We had covered the 30 km within a couple of hours, including a stop for the delicious piece of crumble cake we'd picked up in town. We were the only campers when we arrived and took advantage of a spot that was sheltered from the wind but would get the early morning sun to help dry off any dew quickly (+5 experience points). Despite feeling weary, our incentive to set-up and get organised quickly was to avoid the sharp, pin-prick bites of the sandflies, swarming over exposed bits of skin, even attacking through our clothes. Throwing the bags into the tent, locking the bikes up and gathering up our shower stuff, we raced inside, where we stayed for the entire evening. A constant stream of hostel guests and camper vans arrived, including a cheeky German traveller who tried to negotiate the price of a shower with the owner. "No problems! If you're not staying, it's $8 for a shower mate" the friendly Kiwi said. Thinking about this for a minute, it was apparently time to try and cut a deal. "What if I just have a cold shower? Is it cheaper?", the young German asked a little sullenly. Perhaps used to this question, or maybe just quick and naturally good at diffusing awkward situations, the owner pipped "Well mate, a shower's a shower. If you particularly want a cold one, there's a sizeable river just down there which has plenty of ice-cold water, and guess what - it's free!". The young German, unamused, walked back to his van and squealed off.
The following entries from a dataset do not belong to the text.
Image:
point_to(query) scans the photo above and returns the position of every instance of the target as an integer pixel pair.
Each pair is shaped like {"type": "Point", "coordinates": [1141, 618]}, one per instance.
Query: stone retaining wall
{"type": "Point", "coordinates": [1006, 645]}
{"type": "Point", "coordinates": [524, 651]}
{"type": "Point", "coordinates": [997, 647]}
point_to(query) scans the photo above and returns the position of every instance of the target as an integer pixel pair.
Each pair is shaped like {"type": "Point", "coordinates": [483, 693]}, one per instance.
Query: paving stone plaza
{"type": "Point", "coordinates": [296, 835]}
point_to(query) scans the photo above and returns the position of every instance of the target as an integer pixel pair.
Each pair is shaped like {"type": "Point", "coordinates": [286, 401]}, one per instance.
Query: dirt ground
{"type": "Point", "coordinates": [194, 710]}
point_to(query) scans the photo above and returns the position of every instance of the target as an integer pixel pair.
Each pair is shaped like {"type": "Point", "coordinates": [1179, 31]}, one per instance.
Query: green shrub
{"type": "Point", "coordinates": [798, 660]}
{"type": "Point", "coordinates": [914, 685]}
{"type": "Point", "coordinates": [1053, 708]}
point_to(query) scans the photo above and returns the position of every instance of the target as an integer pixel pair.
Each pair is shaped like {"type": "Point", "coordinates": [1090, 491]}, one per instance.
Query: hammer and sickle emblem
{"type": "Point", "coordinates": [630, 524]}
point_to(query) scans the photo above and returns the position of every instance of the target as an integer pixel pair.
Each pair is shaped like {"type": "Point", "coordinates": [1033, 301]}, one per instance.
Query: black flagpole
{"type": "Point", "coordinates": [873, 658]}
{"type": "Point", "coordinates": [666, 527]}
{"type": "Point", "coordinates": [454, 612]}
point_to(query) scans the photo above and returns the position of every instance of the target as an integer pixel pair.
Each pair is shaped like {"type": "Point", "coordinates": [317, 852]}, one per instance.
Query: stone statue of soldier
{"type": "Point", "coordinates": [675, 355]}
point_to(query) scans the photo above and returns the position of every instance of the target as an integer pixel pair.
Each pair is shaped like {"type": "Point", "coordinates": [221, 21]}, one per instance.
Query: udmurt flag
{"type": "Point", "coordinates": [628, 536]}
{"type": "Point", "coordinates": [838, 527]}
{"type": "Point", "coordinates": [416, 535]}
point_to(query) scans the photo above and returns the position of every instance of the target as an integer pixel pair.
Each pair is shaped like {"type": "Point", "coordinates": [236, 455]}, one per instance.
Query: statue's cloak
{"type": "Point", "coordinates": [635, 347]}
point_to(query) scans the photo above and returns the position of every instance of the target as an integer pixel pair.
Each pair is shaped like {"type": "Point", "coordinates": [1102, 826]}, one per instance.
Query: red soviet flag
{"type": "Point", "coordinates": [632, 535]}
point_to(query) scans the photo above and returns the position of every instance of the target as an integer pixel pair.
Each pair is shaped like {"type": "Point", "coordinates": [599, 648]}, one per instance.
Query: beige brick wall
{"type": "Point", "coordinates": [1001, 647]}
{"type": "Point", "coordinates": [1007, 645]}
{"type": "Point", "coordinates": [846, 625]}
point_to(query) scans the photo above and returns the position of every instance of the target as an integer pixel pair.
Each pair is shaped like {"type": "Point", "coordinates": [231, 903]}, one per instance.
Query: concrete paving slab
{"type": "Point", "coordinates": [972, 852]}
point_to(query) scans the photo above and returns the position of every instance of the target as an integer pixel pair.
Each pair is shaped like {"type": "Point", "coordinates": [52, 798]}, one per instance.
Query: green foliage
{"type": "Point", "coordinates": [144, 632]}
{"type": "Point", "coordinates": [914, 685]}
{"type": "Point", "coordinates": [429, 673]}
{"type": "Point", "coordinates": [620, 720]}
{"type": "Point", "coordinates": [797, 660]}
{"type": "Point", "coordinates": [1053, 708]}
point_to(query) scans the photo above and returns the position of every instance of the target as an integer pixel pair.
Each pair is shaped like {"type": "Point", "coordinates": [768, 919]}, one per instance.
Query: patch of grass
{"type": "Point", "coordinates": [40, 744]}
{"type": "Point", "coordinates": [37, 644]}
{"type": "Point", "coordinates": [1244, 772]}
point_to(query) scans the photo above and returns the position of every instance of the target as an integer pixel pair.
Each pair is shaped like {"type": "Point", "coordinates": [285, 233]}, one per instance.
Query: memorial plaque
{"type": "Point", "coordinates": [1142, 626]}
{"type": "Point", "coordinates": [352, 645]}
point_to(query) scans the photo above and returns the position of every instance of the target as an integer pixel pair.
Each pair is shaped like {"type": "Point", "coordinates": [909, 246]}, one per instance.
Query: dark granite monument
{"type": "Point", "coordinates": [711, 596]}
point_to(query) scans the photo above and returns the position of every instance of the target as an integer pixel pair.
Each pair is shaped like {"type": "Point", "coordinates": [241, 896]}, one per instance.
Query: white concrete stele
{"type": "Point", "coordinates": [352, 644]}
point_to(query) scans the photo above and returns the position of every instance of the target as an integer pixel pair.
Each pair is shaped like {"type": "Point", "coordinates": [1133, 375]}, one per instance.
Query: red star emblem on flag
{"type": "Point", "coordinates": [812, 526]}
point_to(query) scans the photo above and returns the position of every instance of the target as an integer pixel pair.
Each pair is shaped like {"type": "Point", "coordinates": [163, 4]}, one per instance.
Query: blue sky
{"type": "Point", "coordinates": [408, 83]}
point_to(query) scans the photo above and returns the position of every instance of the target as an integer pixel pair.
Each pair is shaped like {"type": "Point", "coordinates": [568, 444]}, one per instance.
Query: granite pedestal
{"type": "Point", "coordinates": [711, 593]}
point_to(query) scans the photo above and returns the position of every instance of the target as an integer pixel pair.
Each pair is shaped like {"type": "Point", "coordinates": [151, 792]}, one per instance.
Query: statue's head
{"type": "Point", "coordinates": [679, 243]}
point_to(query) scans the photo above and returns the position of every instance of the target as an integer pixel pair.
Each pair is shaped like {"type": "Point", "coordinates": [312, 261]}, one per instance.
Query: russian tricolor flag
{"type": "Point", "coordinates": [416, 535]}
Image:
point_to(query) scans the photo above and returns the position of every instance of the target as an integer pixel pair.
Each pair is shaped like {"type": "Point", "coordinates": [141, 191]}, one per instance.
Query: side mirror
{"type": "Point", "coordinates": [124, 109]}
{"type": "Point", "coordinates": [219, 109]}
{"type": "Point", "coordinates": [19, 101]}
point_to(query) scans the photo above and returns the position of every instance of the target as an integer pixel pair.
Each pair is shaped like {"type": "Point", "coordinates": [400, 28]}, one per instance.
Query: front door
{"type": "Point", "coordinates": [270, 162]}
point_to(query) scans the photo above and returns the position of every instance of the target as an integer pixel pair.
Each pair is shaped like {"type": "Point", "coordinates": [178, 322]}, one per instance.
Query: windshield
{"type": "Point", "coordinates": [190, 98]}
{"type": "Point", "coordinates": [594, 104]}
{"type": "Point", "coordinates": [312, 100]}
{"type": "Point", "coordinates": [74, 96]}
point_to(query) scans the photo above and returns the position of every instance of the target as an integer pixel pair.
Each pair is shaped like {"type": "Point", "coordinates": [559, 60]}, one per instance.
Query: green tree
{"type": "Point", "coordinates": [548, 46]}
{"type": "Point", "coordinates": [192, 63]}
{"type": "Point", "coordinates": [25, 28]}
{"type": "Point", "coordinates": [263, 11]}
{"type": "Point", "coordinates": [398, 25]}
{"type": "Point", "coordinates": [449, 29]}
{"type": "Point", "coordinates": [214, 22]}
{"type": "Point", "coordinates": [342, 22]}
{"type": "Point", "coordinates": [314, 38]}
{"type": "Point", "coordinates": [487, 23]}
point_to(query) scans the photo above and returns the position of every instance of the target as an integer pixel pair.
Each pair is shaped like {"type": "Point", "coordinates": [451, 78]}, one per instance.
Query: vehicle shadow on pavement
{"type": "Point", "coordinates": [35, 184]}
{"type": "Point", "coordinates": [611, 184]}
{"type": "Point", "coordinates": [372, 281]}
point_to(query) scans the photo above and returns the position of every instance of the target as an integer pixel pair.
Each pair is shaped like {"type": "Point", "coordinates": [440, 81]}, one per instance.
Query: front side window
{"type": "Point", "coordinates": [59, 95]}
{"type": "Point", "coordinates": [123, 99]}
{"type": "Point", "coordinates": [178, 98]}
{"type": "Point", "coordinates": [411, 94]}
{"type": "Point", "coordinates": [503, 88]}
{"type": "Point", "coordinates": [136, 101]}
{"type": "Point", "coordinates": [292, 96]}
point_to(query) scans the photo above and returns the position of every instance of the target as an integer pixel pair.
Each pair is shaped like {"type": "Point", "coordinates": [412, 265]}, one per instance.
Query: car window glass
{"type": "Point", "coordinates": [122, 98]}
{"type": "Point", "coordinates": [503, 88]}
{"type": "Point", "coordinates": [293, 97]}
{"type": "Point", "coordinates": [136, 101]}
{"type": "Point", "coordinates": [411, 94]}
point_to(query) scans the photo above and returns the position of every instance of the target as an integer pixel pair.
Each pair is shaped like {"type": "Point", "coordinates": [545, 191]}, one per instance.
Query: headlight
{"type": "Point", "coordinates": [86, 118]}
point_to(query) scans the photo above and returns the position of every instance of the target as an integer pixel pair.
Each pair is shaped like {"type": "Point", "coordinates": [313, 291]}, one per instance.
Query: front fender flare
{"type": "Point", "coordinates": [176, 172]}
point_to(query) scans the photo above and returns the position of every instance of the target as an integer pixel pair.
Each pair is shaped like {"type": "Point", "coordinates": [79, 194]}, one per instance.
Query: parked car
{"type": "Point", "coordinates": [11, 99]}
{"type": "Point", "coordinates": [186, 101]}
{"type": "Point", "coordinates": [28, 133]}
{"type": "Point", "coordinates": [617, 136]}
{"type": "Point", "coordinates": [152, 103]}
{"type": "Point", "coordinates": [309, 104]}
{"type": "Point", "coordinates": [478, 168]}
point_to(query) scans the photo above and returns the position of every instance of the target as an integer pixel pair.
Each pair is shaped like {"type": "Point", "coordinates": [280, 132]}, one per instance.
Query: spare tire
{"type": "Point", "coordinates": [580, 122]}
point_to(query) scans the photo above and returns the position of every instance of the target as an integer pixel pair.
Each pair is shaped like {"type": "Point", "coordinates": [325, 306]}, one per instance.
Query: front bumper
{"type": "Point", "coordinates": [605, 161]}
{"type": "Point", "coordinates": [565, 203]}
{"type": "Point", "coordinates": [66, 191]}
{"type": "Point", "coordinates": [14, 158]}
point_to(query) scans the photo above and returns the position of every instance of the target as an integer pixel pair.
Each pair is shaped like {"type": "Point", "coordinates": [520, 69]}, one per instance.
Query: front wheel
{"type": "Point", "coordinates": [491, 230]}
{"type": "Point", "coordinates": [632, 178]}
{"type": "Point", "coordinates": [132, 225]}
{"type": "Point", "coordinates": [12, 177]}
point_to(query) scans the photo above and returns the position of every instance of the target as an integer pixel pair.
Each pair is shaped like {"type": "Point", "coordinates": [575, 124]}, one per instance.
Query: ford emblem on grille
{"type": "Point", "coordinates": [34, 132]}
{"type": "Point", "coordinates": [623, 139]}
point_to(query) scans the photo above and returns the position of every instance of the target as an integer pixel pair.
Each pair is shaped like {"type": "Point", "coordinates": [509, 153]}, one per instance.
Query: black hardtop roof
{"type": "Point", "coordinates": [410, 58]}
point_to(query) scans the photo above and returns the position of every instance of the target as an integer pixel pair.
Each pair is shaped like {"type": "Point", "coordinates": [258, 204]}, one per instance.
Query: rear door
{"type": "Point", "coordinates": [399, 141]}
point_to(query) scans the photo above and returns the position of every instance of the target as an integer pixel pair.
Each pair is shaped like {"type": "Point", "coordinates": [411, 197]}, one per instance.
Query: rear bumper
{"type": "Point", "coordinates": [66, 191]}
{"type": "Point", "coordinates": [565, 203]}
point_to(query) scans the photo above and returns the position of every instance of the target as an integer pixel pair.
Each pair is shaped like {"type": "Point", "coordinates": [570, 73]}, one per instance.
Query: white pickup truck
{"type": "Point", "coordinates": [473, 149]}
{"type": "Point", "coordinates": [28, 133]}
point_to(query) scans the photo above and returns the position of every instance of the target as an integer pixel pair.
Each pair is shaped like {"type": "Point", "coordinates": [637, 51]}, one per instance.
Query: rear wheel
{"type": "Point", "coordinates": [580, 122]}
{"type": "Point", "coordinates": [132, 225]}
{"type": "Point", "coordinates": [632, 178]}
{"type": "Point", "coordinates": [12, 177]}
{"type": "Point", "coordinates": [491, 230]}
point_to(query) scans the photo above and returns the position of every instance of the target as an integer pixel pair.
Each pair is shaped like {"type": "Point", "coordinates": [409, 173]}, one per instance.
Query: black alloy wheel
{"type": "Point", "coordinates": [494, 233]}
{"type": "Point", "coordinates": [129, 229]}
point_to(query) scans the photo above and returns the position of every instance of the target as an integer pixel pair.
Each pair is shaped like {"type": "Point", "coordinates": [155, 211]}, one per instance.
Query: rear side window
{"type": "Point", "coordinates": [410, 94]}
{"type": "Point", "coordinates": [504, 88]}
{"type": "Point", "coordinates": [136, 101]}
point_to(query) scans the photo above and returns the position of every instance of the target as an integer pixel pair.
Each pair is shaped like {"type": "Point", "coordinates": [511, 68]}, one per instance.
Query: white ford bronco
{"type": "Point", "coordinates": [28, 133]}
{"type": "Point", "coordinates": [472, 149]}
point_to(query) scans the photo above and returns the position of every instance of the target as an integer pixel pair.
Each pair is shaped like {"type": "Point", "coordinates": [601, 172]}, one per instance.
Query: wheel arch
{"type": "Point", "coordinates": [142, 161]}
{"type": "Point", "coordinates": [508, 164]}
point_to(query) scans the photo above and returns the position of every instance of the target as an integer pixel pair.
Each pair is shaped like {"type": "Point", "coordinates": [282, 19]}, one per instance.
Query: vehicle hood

Probably for the best we thought, cringing at the attitude of some travellers we'd noticed who seem to forget how to behave/what the normal port of call is when they are no longer at home.
The cafe, as promised served up hearty cycling food - everything came with proper fat chips - and icy cold beer, so we were more than content to chill-the-flock-out inside, having had our fill of the great outdoors for the day, feeling quite satisfied that the ride into Westport tomorrow would be a lot easier because of miles we'd travelled today.